Incidentally, Miller had 11 turnovers in the two games.

Miller and White are FSU's best offensive performers, but Hamilton usually brings them off the bench.  Bookert and Brandon usually start in the backcourt.

As usual, as the Virginia games show, Florida State struggles with turnovers. The season leaders here are Miller with 53, Thomas with 42, Bookert with 35 and White with 32.

Duke may have an advantage with the trey. FSU's best shooters are Miller at 43.8%, Devon Bookert at 39.6% and Gilchrist at 37.5%.

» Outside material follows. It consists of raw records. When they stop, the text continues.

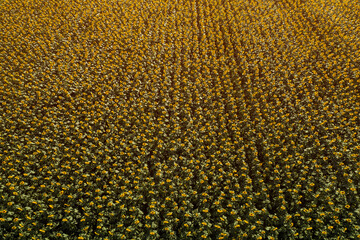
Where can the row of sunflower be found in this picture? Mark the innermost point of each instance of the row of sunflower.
(179, 119)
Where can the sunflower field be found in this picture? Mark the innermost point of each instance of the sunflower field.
(179, 119)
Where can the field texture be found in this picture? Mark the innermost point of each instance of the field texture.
(179, 119)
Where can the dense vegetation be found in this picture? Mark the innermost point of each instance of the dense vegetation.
(179, 119)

One thing to keep in mind. That Snaer jumper to pick off Duke in 2012? He hit it over Andre Dawkins, then in the depths of his personal hell.

Now healthy, in excellent shape and a better defender, it won't surprise us if Dawkins plays a major role in this game. But what's even more intriguing to us is the tremendous uptick in Rasheed Sulaimon's game. He's not just playing much better; he's playing with a tremendous positive arrogance.

It can cut both ways, of course. You can be an arrogant jerk or you can simply play with supreme confidence. That's where Sulaimon is now. In the last few games, he's toyed with his defenders. He's playing brilliant basketball.